O minério de ferro futuro em Cingapura saltou para mais de US$ 226 por tonelada, um recorde. Os contratos em Dalian atingiram o limite diário de alta.
O boom do minério de ferro ocorre no momento em que os fabricantes de aço chineses mantêm taxas de produção acima de 1 bilhão de toneladas por ano, apesar de uma série de restrições com vistas a reduzir as emissões de carbono e frear a oferta.
Tais medidas elevaram os preços do aço e a rentabilidade das usinas, permitindo-lhes acomodar melhor os custos maiores do minério de ferro e a produção antes de mais restrições ambientais.

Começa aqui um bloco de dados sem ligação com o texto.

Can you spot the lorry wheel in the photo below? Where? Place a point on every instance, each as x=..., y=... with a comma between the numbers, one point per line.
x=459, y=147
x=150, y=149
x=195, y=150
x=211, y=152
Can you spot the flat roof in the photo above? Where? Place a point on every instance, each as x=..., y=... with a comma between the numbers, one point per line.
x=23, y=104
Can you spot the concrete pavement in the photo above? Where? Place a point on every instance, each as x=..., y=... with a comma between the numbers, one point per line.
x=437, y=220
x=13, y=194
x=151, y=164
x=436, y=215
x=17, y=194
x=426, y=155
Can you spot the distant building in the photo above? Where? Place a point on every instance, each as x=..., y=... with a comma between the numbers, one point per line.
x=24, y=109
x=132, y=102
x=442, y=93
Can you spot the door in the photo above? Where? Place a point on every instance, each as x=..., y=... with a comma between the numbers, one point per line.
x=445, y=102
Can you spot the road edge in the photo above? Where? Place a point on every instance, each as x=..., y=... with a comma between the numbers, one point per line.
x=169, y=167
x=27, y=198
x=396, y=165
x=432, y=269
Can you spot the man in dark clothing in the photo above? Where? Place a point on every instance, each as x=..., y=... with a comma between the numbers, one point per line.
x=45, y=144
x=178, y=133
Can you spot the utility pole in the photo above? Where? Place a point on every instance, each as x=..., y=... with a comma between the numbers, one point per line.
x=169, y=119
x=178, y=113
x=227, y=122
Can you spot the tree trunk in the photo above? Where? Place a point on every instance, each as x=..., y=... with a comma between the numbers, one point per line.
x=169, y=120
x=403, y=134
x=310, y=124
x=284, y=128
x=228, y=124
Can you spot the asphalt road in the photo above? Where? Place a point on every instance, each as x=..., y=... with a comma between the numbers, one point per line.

Fabricantes de navios e produtos domésticos eventualmente não conseguirão arcar com os preços mais elevados do aço, reportou a agência de notícias estatal da China no domingo, citando uma análise da Associação do Ferro e Aço do país. A reportagem disse ainda que seria difícil a continuidade do rali do aço.
S.K. Dixit Charting também prevê resistência no minério de ferro na Comex, que pode buscar o recorde de US$ 220.
“Existe falta de volume e liquidez no minério de ferro futuro”, segundo o grafista-chefe da Dixit. “O grande gap muito provavelmente fará com que os preços recuem e o fechem a US$ 180. Mas existe a possibilidade de mais altas até US$ 220”.
Aviso de isenção: Barani Krishnan utiliza diversas visões além da sua para oferecer aos leitores uma variedade de análises sobre os mercados. A bem da neutralidade, ele apresenta visões e variáveis de mercado contrárias. O analista não possui posições nos ativos e commodities sobre os quais escreve.